The tank is made out of acrylic and is 150L x 50W x 60H (cm)

What does everyone think to my first attempt at placing the rock. The aquarium will hopefully be densely packed.

Well here goes:






















Thanks in advance for advice

Dave


----------



## chilled84 (28 Oct 2009)

The rocks on the right are great. the ones on left i think are a tad bit mirrored to much, try slopeing rock hight from left to right and have the substrate follow with from high on left to low on right. should lead the eye better and would look better once planted.


----------



## samc (28 Oct 2009)

i can tell you have had marine before  you have that piled up rock thing going on there. the rocks are a good choice   rock placement in a planted tank are something i would recommend on taking some time on else you may want to change them half way through. have a look on google for iwagumi, its a type of aquarium where rocks are the key feature. here is something that may interest you http://www.slipperylittlesuckers.com/article_Iwagumi.htm thats a quick description of how an iwagumi works. 

this is your first try right? you have done a much better job than i did on my first try


----------



## Superman (29 Oct 2009)

For me (without sounding harsh) it just looks like two piles of rocks.
Although it depends what planting you're going for, but if you're going for a full-blown gumi then you need to position the rocks to compliment each other.


----------



## dkm (29 Oct 2009)

Hi,

Thanks for the advice. Honest advice is valuable. I am still trying to get marine techniques out of my head. It was my first attempt the other night.

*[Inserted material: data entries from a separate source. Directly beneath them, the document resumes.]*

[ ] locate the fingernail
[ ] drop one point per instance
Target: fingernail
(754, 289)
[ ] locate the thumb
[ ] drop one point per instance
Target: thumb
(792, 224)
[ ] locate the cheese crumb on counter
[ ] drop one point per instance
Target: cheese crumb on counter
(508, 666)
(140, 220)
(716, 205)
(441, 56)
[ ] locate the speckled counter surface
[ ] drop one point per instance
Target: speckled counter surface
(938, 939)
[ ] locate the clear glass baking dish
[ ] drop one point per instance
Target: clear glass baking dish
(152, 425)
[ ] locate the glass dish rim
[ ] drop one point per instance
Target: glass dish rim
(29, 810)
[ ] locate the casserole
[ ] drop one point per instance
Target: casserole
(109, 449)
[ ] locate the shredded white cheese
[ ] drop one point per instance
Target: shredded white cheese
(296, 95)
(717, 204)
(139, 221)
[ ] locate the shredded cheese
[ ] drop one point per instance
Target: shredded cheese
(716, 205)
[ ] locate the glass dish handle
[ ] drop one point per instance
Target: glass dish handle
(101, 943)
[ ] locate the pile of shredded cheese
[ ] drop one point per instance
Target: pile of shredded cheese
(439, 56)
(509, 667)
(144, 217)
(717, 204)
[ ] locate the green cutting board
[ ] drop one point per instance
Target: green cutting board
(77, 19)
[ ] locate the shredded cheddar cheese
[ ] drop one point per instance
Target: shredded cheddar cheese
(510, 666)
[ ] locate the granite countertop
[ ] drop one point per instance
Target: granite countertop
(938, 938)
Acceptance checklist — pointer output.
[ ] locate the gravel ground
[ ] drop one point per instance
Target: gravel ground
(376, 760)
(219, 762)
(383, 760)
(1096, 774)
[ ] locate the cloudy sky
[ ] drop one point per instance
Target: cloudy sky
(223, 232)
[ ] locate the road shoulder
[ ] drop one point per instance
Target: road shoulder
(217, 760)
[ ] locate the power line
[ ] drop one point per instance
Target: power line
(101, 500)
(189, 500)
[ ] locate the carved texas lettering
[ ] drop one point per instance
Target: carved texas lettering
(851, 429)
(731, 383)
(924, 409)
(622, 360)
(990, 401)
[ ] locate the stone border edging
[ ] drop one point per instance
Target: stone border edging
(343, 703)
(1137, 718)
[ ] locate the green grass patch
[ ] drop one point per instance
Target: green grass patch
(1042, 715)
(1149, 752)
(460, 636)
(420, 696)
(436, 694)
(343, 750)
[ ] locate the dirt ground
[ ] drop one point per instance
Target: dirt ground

Will be giving it another move round tonight. Will post up some more pictures when it is done. had a look at the iwagumi style. may try and replicate that style of scaping. 

cheers guys,

dave


----------



## chilled84 (29 Oct 2009)

dkm said:
			
		

> Hi,
> 
> Thanks for the advice. Honest advice is valuable. I am still trying to get marine techniques out of my head. It was my first attempt the other night.
> 
> ...


iwagumi is a nice way to get a scape looking nice. althou there can be alot of planning and thinking about placement to get a iwagumi looking right. if your not carefull it can sometimes look flat and without depth, to me the key is to never keep the substrate flat in any area. I tend to make the substrate sweep all over with key rock placement. Rocks on top of substrate, Half buried rock, Cracks in rocks for fish to hide, and for plants to grow in, Its all down to you in the end of the day, individual people will have individual ways of doing things, and sometimes its best to exsperiment and find your own way of doing things, Make your own style if you like, sometimes its best to break off from the sheep, so to speak. You will that way come up with a unique scape. Im going to be watching this journal as you enter the world of planted tank, a down grade, But a rather large leep from marine with alot of habits to break along the way. Ps sorry about spelling. Yours Chilled84


----------



## chilled84 (29 Oct 2009)

dkm said:
			
		

> Hi,
> 
> Thanks for the advice. Honest advice is valuable. I am still trying to get marine techniques out of my head. It was my first attempt the other night.
> 
> ...


iwagumi is a nice way to get a scape looking nice. althou there can be alot of planning and thinking about placement to get a iwagumi looking right. if your not carefull it can sometimes look flat and without depth, to me the key is to never keep the substrate flat in any area. I tend to make the substrate sweep all over with key rock placement. Rocks on top of substrate, Half buried rock, Cracks in rocks for fish to hide, and for plants to grow in, Its all down to you in the end of the day, individual people will have individual ways of doing things, and sometimes its best to exsperiment and find your own way of doing things, Make your own style if you like, sometimes its best to break off from the sheep, so to speak. You will that way come up with a unique scape. Im going to be watching this journal as you enter the world of planted tank, a down grade, But a rather large leep from marine with alot of habits to break along the way. Ps sorry about spelling. Yours Chilled84


----------



## James Marshall (29 Oct 2009)

Hi Dave

You've picked some nice stones there, if I may make a few suggestions.
Perhaps try to seat the rocks deeper in the substrate, and try to Contour the substrate around the rocks in a natural manner, also If using piles of rocks try to match their strata and shapes so they appear as one formation.
I look forward to seeing some more photos as the scape develops.

Cheers,
James


----------



## dkm (29 Oct 2009)

All really good advice. At the moment I think I will start by increasing the level of substrate on the left hand side with rocks set into this mound until the soil levels off in the middle. i will see what this looks like then move onto the right hand side of the aquarium which I am guessing will be more level. But not completely.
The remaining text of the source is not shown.